Image of Bags and how to choose from them

Imagine I have 10 bags,Ordered one after other.ie Bag 1 , Bag 2 ......... Bag n.

Each bag has distinct set of words.

In order to understand what a bag is, Consider we have a vocabulary of 10,000 words. The first bag contains words Hello , India , Manager.

ie Bag 1 will have 1's at the words index present in the bag. ex:Bag 1 will be of size 10000*1 if Hello's index was 1 India's index was 2 and Manager's was 4 It will be [0 , 1, 1, 0 , 1 ,0,0,0,0.........]

*I dont have a model yet. *I'm thinking to use story books,But its still kind of abstract for me.

A word has to chosen from each bag and assigned a number word 1(word from bag 1) word 2(word from bag 2) and they must form a MEANINGFULL sentence in their numerical order.!

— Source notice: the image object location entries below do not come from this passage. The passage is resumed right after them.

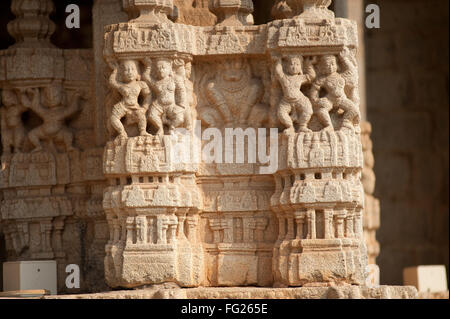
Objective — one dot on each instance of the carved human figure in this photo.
(328, 90)
(53, 113)
(169, 106)
(234, 95)
(294, 105)
(130, 88)
(13, 131)
(183, 72)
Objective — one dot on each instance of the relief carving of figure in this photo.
(170, 105)
(183, 72)
(130, 88)
(53, 113)
(294, 105)
(328, 91)
(13, 131)
(235, 96)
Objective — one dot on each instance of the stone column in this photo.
(149, 60)
(322, 149)
(104, 12)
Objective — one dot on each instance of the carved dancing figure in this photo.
(130, 88)
(170, 104)
(53, 113)
(294, 104)
(331, 85)
(235, 95)
(13, 131)
(183, 73)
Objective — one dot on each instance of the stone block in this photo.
(426, 278)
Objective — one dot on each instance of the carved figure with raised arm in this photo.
(328, 91)
(294, 105)
(130, 88)
(170, 103)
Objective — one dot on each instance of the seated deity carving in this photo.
(170, 106)
(234, 96)
(12, 128)
(130, 88)
(53, 112)
(328, 92)
(294, 106)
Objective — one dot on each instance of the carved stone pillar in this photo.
(322, 155)
(149, 179)
(232, 12)
(46, 153)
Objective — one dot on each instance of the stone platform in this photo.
(333, 292)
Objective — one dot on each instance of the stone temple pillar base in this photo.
(332, 292)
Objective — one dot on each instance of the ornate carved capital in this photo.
(148, 11)
(232, 12)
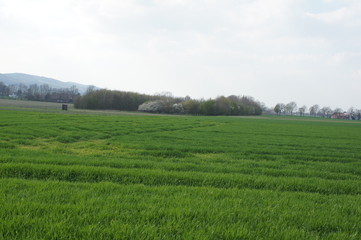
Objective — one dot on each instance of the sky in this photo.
(277, 51)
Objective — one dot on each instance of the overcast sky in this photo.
(307, 51)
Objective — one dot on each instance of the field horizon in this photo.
(85, 174)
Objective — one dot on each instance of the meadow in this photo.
(109, 175)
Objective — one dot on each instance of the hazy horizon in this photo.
(307, 51)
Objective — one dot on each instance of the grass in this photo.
(89, 175)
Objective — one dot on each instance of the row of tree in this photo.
(316, 111)
(38, 92)
(166, 103)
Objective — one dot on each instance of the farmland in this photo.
(109, 175)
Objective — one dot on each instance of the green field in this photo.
(109, 175)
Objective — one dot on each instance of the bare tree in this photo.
(279, 108)
(302, 110)
(290, 107)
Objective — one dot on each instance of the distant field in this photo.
(95, 175)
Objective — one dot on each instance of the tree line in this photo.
(166, 103)
(37, 92)
(317, 111)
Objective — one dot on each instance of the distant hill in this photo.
(17, 78)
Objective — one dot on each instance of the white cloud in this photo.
(265, 48)
(350, 15)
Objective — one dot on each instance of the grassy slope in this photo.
(71, 176)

This question is not clear to me. What are these bags, how are they composed and shaped (indices? one hot? another?)? Are they different dictionaries? Do they share a common dictionary? Do you have already a model? Do you have training data? Etc. — Daniel Möller, Apr 18 '18 at 13:08
It's better, but if it's one-hot, the bag should be 2D, (10,dic_size). — Daniel Möller, Apr 18 '18 at 16:16
each bag will be a 1D array,I think he used the term 1 hot endcoding wrongly. It will have 1's at the word indexes present in the bag — Swamy, Apr 18 '18 at 16:18
You can't have 1 if it's not one-hot. Unless you have the entire dic in a bag, but then you don't have word order. — Daniel Möller, Apr 18 '18 at 16:29
Do you mean the bag will have word indices (not 1)? Ex: `bag1 = [13,34,21,42,1,23,4]`, being these numbers the index of the word in the dictionary. — Daniel Möller, Apr 18 '18 at 16:30
Imagine bag has 10 words. From my dictionary which matches words to numbers,I will find the number associated with that words.Then i will go and place one in that position i just got from my dictionary in the bag array. EX if first word has number allocated as 10 then at position 10 of the bag1 array i will put one,If second word has 32 has its number , then i will put 1 in the 32nd position of the bag array. He has mentioned bag only contain unique words . — Shashi Tunga, Apr 18 '18 at 17:01

score 4 · Answer 1 · answered Apr 24 '18 at 14:21

First, we need a way that the computer can recognise a word otherwise it cannot pick the correct one. That means at this stage, we need to decide what we are teaching the computer to begin with (ie what is a verb, noun, grammar) but I will assume we will dump a dictionary into it and give no information except the words themselves.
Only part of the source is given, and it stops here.